Open files must be closed when a process is done with them. The text provides four steps the FMS will follow when you are done with a file:

  1. Flush the buffers; this means to copy the buffers' contents to file storage.
  2. Deallocate the memory the buffers were using.
  3. Update the relevant time stamps for the file.
  4. Update the table of open files, and close the file.

Deleting files is sometimes more complicated than it sounds. Instead of erasing the file from storage, the OS may just mark the FAUs allocated to the file as free, and remove the entry for the file from the directory table it appears in. The FAUs will be used the next time they are needed, and are as likely to be used for the next file that requires space as any other FAUs. This means that they may be unused for a while, and that the file they still hold might be undeleted until the FAUs are allocated and used. This also means that someone trying to harvest information from the storage device might be able to harvest that file or portions of it.

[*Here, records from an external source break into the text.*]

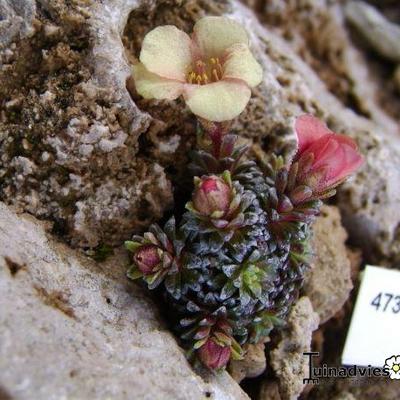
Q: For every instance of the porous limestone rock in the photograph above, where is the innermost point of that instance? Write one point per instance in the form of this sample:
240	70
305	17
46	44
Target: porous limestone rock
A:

The text discusses access controls again, starting on page 462.The three classic UNIX permissions are listed in bullets on that page:

  • read - can read the file's contents
  • write - can modify the file's contents, which includes the right to delete the file
  • execute - can run the program that the file contains, if it is a program, command, batch, or script file

In UNIX, these rights are typically assigned or denied to three user classes: the user who owns the file, any group the user belongs to, and every other user on the system.